The group, however, also said that there were only few products that ranked in the lower index categories, which would indicate that most of them were either indeed easy to repair or that there were no strict criteria to observe. It lamented that high overall points could be achieved in spite of the fact that a device couldn’t be disassembled thus making repairs virtually impossible.
HOP cited Apple and Samsung smartphones as most striking examples. “Disassembling three gadgets [included in the index] proved to be next to impossible as parts were soldiered or glued together.”
As a result of its findings, HOP has called for more transparency, saying it wants to see the details of the index calculations published, including data on how long spare parts are really available and at what prices.
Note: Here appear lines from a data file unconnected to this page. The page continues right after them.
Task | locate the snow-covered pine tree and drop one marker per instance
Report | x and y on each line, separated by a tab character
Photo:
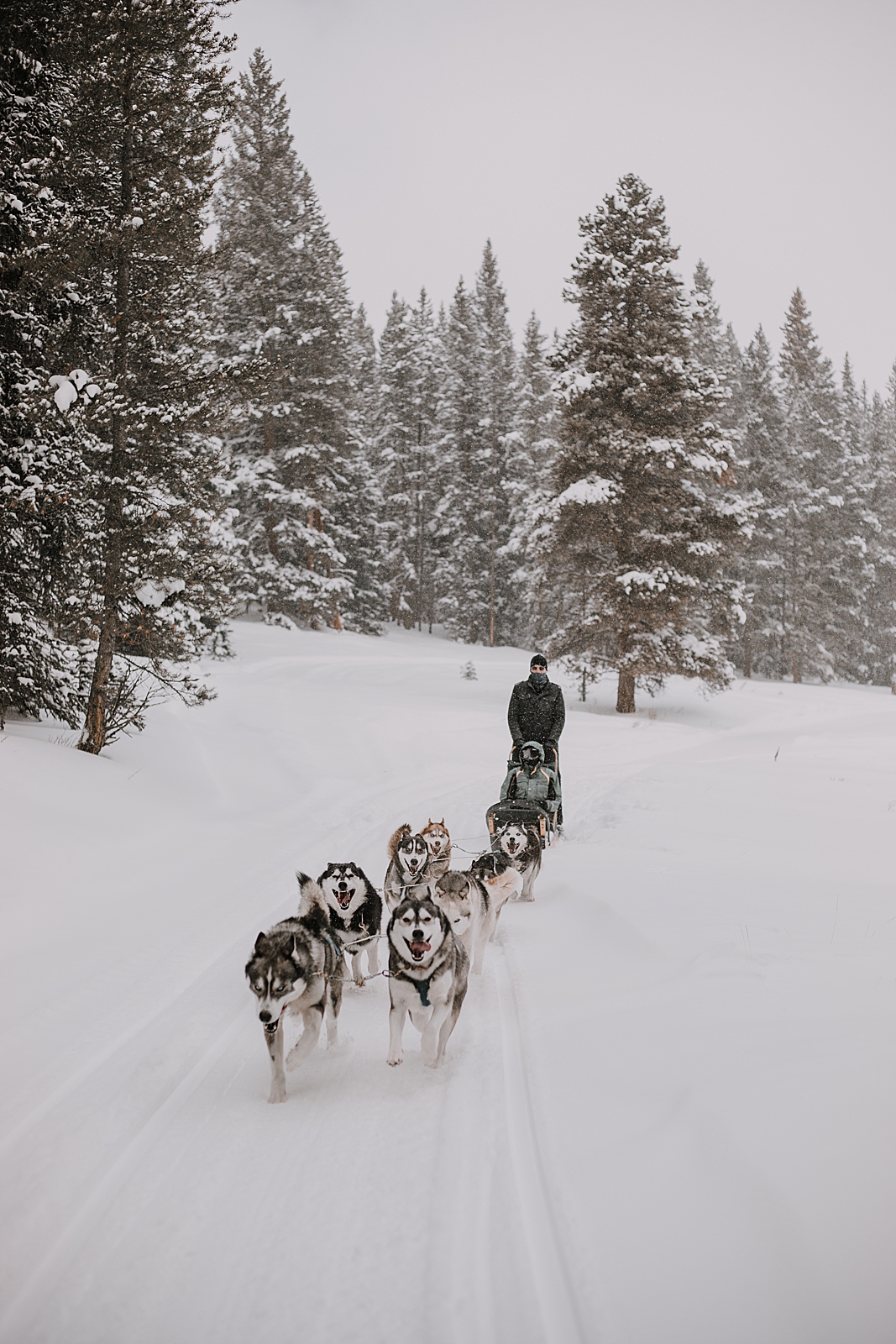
282	316
490	512
43	507
464	566
817	528
359	501
531	465
880	606
152	100
644	517
409	436
763	475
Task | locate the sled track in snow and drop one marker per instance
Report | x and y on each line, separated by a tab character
562	1319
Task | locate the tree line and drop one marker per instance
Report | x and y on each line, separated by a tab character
188	432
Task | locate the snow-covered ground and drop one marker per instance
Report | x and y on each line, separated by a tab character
669	1108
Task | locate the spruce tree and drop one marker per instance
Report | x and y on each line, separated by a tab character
531	467
490	515
284	322
45	510
464	534
762	561
817	517
644	517
152	100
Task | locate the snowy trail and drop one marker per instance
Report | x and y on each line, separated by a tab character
668	1106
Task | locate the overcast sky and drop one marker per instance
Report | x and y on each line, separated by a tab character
430	125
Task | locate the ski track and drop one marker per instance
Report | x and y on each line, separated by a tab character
392	1205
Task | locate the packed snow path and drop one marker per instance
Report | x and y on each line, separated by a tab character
668	1109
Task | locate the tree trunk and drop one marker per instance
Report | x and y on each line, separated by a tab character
625	694
270	517
93	737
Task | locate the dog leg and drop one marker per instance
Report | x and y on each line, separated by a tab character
312	1019
430	1041
372	958
333	1005
358	976
396	1032
275	1041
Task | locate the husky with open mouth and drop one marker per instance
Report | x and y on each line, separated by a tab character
438	842
297	968
523	847
409	866
427	978
356	914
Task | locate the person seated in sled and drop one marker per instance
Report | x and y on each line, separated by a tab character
537	712
532	780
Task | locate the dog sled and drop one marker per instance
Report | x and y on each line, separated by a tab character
531	816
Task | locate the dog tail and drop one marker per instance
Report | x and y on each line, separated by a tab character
396	839
311	898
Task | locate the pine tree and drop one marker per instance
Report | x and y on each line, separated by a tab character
43	511
152	100
359	501
282	333
815	526
531	467
642	515
763	474
492	511
880	606
464	568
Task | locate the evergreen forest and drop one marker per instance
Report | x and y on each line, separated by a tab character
194	430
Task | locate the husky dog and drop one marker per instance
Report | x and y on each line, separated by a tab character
356	914
500	879
297	968
427	978
438	842
523	847
472	916
409	866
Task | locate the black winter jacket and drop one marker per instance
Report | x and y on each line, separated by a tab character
537	714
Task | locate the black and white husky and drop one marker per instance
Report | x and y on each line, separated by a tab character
297	968
427	978
356	914
523	847
409	864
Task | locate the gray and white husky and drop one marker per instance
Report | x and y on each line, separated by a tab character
427	978
409	866
356	914
500	878
523	847
297	968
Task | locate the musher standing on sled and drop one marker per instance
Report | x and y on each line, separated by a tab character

The German nonprofit Runder Tisch Reparatur, which translates into Repair Roundtable, is also demanding measures to improve the reparability of electronic devices. The organization brings together environment and consumer advocacy groups as well as professionals from handicraft businesses.
In a list of demands sent to the German government, they are pushing measures intended to lower repair costs such as reduced value-added tax (VAT) or a government-sponsored bonus for customers.
Repair centers in shopping malls
Jonathan Schött from the Repair Roundtable said that customers in Germany were still lacking “trustworthy repairers” because setting up shop in the business isn’t lucrative enough. Manufacturers’ monopolies on software and parts, he told DW, as well as limited access to the devices’ technical data would make running a repair shop difficult.
Greenpeace has set out to change this with a public campaign seeking to give repair shops more visibility in the public space. “We’re campaigning for one-tenth of all retail sales areas in Germany to be rented to businesses that offer alternatives to purchasing new goods,” said Viola Wohlgemuth, a Greenpeace expert on circular economy and resource protection. The businesses supported are mainly repair shops, but also pawn and exchange outlets, as well as stores offering used and recycled products.
“These sales spaces must be located right in the middle of commercial retail activities,” she told DW, “and should be supported by local authorities with tax breaks, subsidized rents and other financial incentives.”
Greenpeace has announced recently that it is still looking for local communities and municipalities to get its campaign off the ground in Germany.